NITI Aayog Push for GM Maize Imports
- A working paper suggests importing cheaper US GM maize for ethanol.
- Its byproduct (DDGS - distiller’s dried grains with solubles) can be exported to avoid domestic feed concerns.
- Authors claim this will help India meet biofuel targets without disturbing local food chains.
Concerns of India’s Soyabean Industry
A NITI Aayog paper suggests importing soyabean, extracting oil for domestic use, and exporting the leftover GM-based de-oiled cake (meal).
SOPA's Opposition to the Plan
- The Soybean Processors Association of India (SOPA) rejects the proposal due to logistical and economic challenges:
- Most solvent extraction units are located inland (MP, Maharashtra), far from ports.
- Transporting imported beans from ports to plants and then exporting the meal is not cost-effective.
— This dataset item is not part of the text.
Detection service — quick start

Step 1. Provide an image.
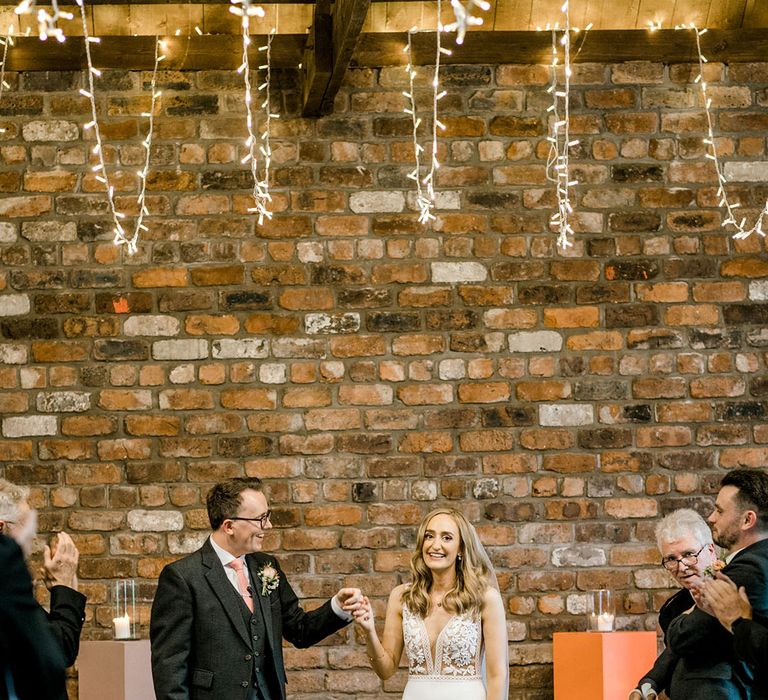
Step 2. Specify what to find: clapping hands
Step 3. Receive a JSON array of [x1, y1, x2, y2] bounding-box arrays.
[[42, 532, 80, 590]]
- Such a policy threatens the livelihood of nearly 7 million soyabean farmers.
Limited Domestic Demand vs. China
- India processes 11–12 million tonnes of soyabean yearly, with most meal used domestically for food and feed.
- Only ~2 million tonnes is exported, unlike China which crushes over 100 million tonnes annually for its massive livestock industry.
Fears of Foreign Dominance
- If GM meal cannot be sold domestically, processing must shift closer to ports for export.
- This could invite dominance by global agri-trading giants (e.g., ADM, Cargill, Bunge, Louis Dreyfus), pushing out domestic processors.
Import Duty Cuts Add Pressure
- Recently, the Centre reduced the import duty on crude soyabean, palm, and sunflower oil from 27.5% to 16.5%.
- SOPA fears this will undercut local processors by making imported oils cheaper, forcing many to shut or operate below capacity.
Falling Soyabean Prices Hurt Farmers
- Soyabean is currently trading at ₹4,300–₹4,350/quintal in MP and Maharashtra—well below the MSP of ₹5,328.
- Cheap imports of oil or seed could further depress prices and cause farmers to shift to other crops.
Source IE | CNBCTV18
India-US Trade Deal Agriculture Concerns FAQs
Q1: Why is the sugar industry opposing the trade deal?
Ans: Because it fears ethanol and GM maize imports will marginalise sugarcane in India’s biofuel program.
Q2: What does SOPA say about soyabean imports?
Ans: SOPA warns soy imports harm local processors and threaten the livelihood of 7 million farmers.
Q3: What role does ethanol play in India’s energy plans?
Ans: Ethanol-blended fuel is India’s renewable energy priority, targeting 20% blending by 2025-26.
Q4: How are imports affecting soybean farmers?
Ans: Soy prices have fallen below MSP; cheap imports risk shifting farmer interest to other crops.
Q5: What is NITI Aayog's stance on GM imports?
Ans: It suggests importing GM maize and soyabean to meet ethanol goals and export byproducts abroad.